2 Die Benediktsregel und das normative Gerüst benediktinischen Mönchtums im Mittelalter
»Die Regel als Anfang unseres Weges zur vollen Gerechtigkeit« (RB 73).
Der Bezug auf Benedikt von Nursia und die ihm zugeschriebene Regel stellt die zentrale Gemeinsamkeit dar, die das benediktinische Mönchtum verband. Diese Gemeinsamkeit bewirkte jedoch keine Uniformierung klösterlichen Lebens, eher ließe sich von einer gewissen Familienähnlichkeit zwischen den verschiedenen Klöstern sprechen, in denen nach der Regula Benedicti gelebt wurde. Neben diesem normativen Text dienten andere Schriften, allen voran die Bibel, ferner ein breites Spektrum monastischer und anderer theologischer Literatur als Inspirationsquellen für die asketische Praxis.
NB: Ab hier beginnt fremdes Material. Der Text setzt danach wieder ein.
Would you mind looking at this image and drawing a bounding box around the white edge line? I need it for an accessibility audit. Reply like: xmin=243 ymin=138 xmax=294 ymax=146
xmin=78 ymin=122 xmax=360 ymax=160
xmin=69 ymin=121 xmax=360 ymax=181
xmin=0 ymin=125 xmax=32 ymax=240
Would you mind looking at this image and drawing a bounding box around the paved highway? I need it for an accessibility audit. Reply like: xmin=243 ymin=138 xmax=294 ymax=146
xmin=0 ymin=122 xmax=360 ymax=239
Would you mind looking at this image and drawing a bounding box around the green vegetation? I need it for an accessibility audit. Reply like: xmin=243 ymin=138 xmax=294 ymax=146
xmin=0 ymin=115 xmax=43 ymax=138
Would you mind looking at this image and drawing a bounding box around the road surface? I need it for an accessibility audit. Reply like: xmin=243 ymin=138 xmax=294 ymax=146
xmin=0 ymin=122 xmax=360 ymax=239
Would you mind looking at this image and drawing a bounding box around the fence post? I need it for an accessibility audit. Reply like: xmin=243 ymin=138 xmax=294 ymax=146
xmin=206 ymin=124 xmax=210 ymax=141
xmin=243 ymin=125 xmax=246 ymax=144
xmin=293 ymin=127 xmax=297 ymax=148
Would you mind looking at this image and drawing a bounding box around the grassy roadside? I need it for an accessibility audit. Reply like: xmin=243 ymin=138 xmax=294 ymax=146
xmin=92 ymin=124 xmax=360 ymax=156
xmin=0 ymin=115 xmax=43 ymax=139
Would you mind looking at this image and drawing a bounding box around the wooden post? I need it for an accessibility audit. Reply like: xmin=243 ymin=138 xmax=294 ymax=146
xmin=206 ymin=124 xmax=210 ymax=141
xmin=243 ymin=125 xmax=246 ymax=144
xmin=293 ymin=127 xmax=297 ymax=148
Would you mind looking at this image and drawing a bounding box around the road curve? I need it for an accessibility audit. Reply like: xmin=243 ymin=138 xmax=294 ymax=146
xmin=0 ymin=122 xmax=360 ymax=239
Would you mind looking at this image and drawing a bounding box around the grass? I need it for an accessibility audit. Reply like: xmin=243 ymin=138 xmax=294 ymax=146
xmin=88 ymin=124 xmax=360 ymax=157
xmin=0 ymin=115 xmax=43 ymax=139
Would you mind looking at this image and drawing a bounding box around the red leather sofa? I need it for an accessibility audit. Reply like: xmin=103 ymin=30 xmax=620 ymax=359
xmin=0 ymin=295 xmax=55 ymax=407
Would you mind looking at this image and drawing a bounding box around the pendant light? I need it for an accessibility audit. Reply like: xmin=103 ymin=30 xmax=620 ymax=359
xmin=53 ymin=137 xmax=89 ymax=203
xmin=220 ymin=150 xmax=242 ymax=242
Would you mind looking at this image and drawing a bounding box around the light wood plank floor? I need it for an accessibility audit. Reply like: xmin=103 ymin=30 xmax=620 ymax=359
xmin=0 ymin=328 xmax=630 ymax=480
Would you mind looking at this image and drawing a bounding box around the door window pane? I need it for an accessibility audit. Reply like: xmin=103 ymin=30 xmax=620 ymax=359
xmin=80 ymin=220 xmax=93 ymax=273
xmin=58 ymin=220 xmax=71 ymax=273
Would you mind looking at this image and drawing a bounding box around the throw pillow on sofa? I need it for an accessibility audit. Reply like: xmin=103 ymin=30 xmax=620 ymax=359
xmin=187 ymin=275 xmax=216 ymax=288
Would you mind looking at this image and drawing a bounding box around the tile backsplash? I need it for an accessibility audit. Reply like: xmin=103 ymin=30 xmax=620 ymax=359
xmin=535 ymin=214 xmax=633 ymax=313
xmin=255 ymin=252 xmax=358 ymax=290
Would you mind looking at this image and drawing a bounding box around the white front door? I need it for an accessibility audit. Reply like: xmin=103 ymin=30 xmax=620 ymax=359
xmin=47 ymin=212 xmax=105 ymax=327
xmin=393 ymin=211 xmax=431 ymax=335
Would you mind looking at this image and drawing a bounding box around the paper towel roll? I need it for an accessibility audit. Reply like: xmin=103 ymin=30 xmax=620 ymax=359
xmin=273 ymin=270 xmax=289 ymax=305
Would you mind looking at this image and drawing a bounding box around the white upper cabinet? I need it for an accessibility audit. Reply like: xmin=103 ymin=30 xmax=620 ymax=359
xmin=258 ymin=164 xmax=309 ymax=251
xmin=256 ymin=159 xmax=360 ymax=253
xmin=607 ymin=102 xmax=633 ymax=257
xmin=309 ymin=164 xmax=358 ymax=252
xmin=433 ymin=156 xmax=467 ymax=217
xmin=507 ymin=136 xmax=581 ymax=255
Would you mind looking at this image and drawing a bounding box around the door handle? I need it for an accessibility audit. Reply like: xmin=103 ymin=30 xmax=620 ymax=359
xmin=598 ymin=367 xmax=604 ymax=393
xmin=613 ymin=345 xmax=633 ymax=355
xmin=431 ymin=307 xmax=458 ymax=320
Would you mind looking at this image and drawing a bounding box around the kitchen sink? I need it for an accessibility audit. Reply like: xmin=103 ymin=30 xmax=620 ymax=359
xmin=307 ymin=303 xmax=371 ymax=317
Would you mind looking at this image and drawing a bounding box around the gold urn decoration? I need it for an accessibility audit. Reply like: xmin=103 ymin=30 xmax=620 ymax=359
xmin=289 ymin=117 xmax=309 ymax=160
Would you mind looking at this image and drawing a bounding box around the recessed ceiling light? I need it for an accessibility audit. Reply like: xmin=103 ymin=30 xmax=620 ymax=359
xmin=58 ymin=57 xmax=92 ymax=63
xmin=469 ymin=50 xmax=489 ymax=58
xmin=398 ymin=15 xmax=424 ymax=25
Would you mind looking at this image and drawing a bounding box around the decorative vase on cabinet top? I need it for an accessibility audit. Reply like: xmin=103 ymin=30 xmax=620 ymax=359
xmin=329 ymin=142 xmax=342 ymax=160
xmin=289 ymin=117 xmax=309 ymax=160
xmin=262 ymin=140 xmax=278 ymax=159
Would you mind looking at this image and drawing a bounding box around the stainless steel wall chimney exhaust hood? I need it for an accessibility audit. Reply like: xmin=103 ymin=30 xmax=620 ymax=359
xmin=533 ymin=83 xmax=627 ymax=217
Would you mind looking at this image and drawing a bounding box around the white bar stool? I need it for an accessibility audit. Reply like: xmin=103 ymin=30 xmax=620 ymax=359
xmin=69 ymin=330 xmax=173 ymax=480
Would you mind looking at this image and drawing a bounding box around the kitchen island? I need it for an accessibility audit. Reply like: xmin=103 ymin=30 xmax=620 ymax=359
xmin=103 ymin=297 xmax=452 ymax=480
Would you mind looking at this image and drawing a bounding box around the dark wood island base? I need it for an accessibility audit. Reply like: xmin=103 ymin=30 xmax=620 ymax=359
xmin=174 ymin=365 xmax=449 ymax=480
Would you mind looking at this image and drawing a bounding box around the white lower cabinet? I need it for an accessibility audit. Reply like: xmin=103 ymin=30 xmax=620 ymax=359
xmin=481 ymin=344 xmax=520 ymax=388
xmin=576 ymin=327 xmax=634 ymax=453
Darüber hinaus spielten schließlich die Entwicklungen christlicher Religiosität, die Erwartungen der Umgebung an ihre Klöster sowie die Vernetzung mit kirchlichen Institutionen wie gesellschaftlichen Eliten eine entscheidende Rolle für die Vielfalt asketischen Lebens, das unter Bezug auf den einen Regeltext verwirklicht wurde. Diese Faktoren führten nicht zuletzt dazu, dass sich auch der Umgang mit der Benediktsregel und anderen normativen Basistexten innerhalb des mittelalterlichen Mönchtums in fundamentaler Weise wandelte. Daher bündelt die Geschichte des normativen Gerüsts, das das benediktinische Mönchtum trug und formte, zentrale Aspekte seiner mittelalterlichen Entwicklung.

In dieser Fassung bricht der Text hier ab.